Key features include Natural Language Querying, integration with Watson Knowledge Studio, new connectors, and usability and performance enhancements

We’re excited to announce that IBM Watson Explorer v11.0.1 is now available and introduces a whole set of noteworthy new capabilities and enhancements. Watson™ Explorer v11.0.1 expands the key cognitive search capabilities and enables users to:

  • Search naturally using everyday language with Natural Language Query module.
  • Improve search results without manual oversight using unsupervised machine learning algorithms
  • Annotate and enrich data with domain models that can be rapidly developed on the cloud using IBM Watson Knowledge Studio.
  • Receive proactive notifications for saved search queries whenever the underlying dataset changes.
  • Measure search and usage of unified information applications with out-of-the-box reports.
  • Connect to new and updated data repositories such as IBM WebSphere Portal Server and IBM Web Content Manager
  • Productivity and security enhancements.
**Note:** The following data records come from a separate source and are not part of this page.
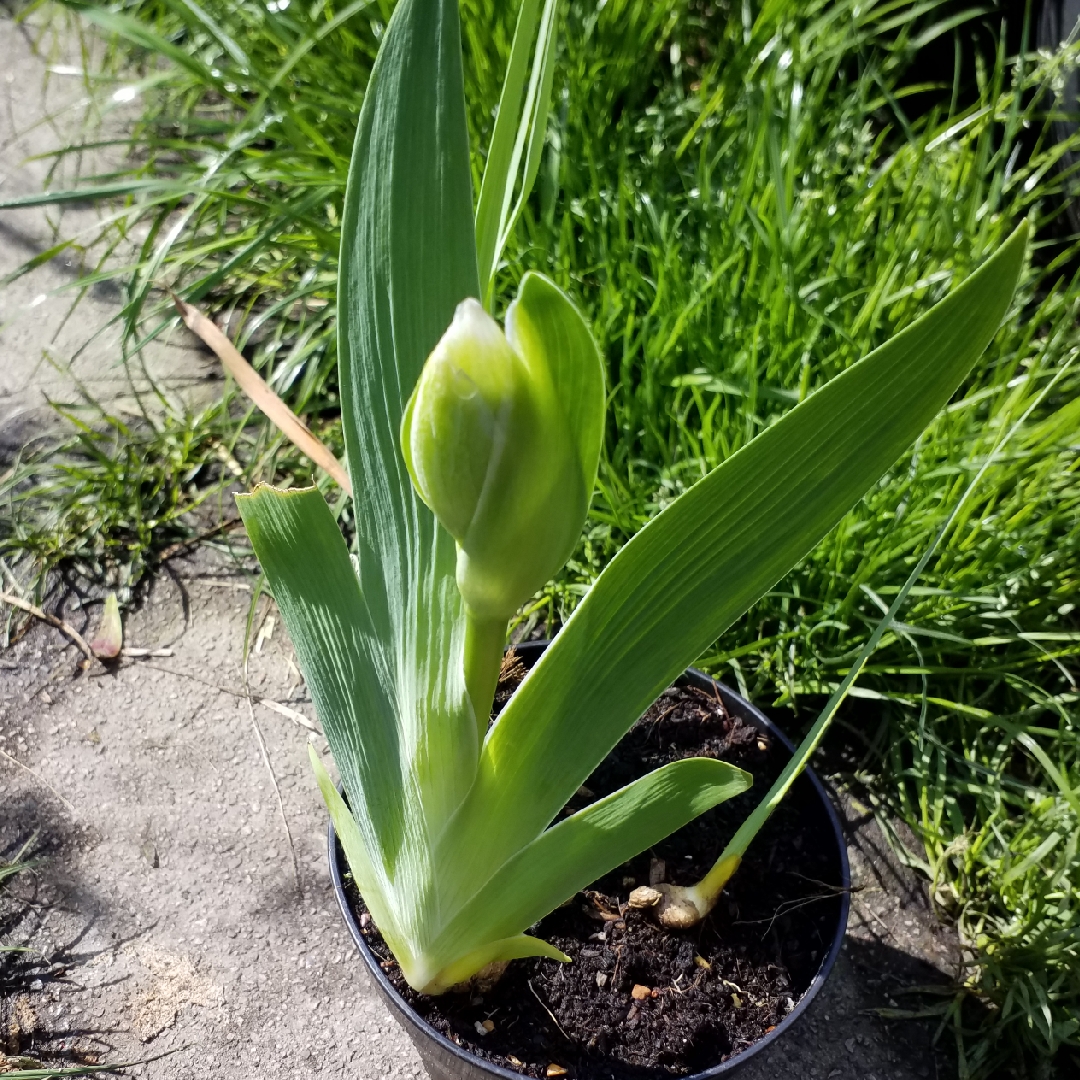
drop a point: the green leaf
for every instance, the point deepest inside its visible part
(509, 948)
(307, 565)
(355, 852)
(407, 259)
(520, 130)
(699, 565)
(547, 328)
(585, 846)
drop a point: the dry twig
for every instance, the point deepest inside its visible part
(63, 626)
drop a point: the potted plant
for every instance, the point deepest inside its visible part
(473, 451)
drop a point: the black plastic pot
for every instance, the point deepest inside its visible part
(445, 1061)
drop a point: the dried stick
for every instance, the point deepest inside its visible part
(256, 388)
(52, 620)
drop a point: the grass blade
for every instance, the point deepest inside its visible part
(701, 563)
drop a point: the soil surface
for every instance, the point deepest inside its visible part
(181, 904)
(638, 1000)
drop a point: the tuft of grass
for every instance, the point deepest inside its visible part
(744, 201)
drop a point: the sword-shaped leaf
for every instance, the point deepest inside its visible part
(699, 565)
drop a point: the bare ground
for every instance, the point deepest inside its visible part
(179, 905)
(167, 914)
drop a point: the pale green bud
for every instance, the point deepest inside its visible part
(501, 437)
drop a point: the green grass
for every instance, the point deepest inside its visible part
(743, 211)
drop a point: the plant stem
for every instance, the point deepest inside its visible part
(484, 642)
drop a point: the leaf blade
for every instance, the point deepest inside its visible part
(407, 259)
(585, 846)
(307, 565)
(701, 563)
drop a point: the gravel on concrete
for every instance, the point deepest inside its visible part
(167, 913)
(183, 903)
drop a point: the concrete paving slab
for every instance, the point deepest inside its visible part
(45, 343)
(167, 914)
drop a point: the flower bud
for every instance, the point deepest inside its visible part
(497, 450)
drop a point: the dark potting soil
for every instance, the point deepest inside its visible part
(639, 1001)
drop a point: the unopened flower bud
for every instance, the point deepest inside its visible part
(501, 437)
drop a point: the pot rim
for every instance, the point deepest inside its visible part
(737, 1061)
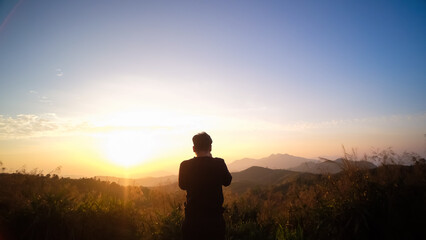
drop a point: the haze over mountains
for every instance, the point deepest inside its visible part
(274, 161)
(247, 172)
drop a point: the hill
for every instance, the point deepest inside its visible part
(332, 167)
(146, 182)
(274, 161)
(260, 177)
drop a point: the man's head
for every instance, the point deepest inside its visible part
(202, 143)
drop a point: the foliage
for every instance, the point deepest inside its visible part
(383, 203)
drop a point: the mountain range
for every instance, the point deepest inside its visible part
(274, 161)
(246, 173)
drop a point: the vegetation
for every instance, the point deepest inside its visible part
(387, 202)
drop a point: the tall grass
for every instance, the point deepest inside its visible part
(383, 203)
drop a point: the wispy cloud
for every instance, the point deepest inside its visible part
(59, 72)
(29, 125)
(41, 98)
(338, 123)
(50, 125)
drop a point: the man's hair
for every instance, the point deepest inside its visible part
(202, 142)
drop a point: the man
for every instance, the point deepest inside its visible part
(202, 177)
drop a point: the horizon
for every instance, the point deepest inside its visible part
(113, 88)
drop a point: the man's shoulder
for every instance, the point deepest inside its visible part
(187, 161)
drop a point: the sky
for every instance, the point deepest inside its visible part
(120, 87)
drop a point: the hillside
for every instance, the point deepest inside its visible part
(146, 182)
(386, 202)
(332, 167)
(274, 161)
(260, 177)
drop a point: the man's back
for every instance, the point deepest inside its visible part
(202, 178)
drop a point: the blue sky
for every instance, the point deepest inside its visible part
(276, 63)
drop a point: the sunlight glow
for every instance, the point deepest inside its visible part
(126, 148)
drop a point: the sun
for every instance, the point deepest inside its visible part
(126, 148)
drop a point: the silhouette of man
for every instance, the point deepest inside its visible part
(202, 177)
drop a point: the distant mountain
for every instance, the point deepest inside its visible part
(146, 182)
(259, 176)
(332, 167)
(274, 161)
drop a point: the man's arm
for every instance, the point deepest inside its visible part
(227, 175)
(182, 177)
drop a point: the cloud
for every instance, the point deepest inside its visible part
(42, 99)
(59, 72)
(50, 125)
(346, 123)
(30, 125)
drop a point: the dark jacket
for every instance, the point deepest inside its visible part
(202, 178)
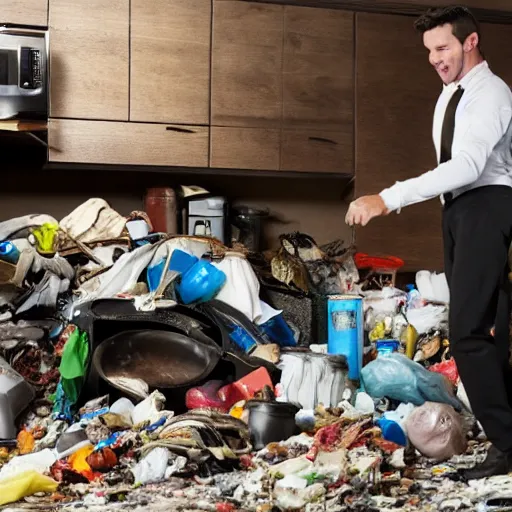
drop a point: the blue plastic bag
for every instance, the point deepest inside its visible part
(396, 377)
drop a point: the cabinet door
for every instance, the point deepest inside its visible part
(246, 64)
(244, 148)
(89, 59)
(396, 93)
(317, 151)
(170, 61)
(318, 68)
(107, 142)
(498, 54)
(24, 12)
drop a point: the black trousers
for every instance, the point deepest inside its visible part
(477, 231)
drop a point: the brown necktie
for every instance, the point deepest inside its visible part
(447, 131)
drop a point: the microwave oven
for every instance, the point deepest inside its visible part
(23, 73)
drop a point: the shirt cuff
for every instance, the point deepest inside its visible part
(392, 198)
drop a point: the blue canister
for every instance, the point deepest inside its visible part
(387, 346)
(9, 252)
(345, 331)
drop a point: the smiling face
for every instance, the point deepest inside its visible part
(446, 53)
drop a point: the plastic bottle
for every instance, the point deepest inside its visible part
(414, 299)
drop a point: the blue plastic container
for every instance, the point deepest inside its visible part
(345, 330)
(392, 431)
(181, 261)
(9, 252)
(387, 346)
(201, 282)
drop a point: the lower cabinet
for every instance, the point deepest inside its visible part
(110, 142)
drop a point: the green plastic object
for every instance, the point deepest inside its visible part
(73, 365)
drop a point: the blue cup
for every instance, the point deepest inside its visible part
(9, 252)
(201, 282)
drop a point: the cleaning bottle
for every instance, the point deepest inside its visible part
(414, 299)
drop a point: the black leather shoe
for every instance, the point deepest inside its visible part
(496, 463)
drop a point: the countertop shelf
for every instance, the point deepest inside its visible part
(81, 167)
(22, 125)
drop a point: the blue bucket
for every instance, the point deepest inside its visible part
(345, 331)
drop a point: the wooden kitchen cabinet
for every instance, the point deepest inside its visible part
(24, 12)
(247, 64)
(170, 61)
(108, 142)
(283, 68)
(318, 68)
(317, 151)
(89, 49)
(396, 93)
(244, 148)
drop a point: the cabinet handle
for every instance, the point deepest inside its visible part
(179, 130)
(321, 139)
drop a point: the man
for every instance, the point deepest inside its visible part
(473, 138)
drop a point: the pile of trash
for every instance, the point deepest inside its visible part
(148, 372)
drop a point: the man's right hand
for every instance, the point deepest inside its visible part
(364, 209)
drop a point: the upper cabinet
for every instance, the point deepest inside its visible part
(318, 90)
(24, 12)
(89, 59)
(170, 61)
(282, 87)
(318, 68)
(247, 62)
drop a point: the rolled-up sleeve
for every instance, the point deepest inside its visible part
(481, 128)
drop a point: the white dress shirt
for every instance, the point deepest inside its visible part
(482, 142)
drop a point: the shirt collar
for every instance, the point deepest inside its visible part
(467, 77)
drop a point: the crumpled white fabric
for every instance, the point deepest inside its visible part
(126, 271)
(311, 379)
(242, 289)
(152, 467)
(433, 286)
(93, 220)
(428, 318)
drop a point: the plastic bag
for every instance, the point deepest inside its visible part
(14, 488)
(436, 431)
(397, 377)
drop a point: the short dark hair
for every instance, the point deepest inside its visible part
(460, 17)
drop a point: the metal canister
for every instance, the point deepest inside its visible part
(160, 205)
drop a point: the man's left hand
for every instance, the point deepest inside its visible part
(363, 210)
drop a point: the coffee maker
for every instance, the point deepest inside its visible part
(207, 216)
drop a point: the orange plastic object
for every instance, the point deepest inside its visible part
(26, 442)
(363, 260)
(78, 461)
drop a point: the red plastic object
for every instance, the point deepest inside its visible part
(213, 396)
(448, 369)
(246, 387)
(363, 260)
(206, 397)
Watson Explorer + Watson Knowledge Studio

An integration with IBM’s Watson Knowledge Studio (a new offering, pending general availability (GA) to be released on June 27, 2016) allows users to leverage state-of-the-art, unsupervised machine learning techniques for rapid development of custom annotators. Users can then use these annotators in Watson Explorer. This new integrated approach provides significant improvements in time-to-value, and enables developers and subject matter experts to use their own expertise to discover insights more quickly and easily than ever before.

Better Natural Language Querying Capabilities

With regards to the Foundational Components (FC), Watson Explorer introduces Natural Language Querying (NLQ) – a natural language and machine learning-based approach for performing information queries. The approach is radically different from the traditional keyword and semantic searches. It is easier to use and allows for imprecise questions, while the quality of the results increases by an impressive 40 percent. *

The NLQ feature is implemented as a standalone service that integrates with Watson Explorer’s FC, and is supported by ontolection trainer, a new tool for unsupervised machine learning.

Enhancements to the Watson Explorer Application Builder

The Watson Explorer Application Builder features numerous enhancements including:
– Notification improvements
– CSS/JS for search results preview
– A table widget accepting arrays, new search settings and more
– Extended reporting capability (recording user interactions with the app for usage statistics and displaying these statistics in a widget)
– A new chart widget that makes query visualization a breeze, using pre-configured templates.

New connectors

Two new FC connectors are introduced in this version – a refreshed Web Content Management connector supporting the latest versions of IBM Web Content Manager, and a brand-new WebSphere Portal Server connector.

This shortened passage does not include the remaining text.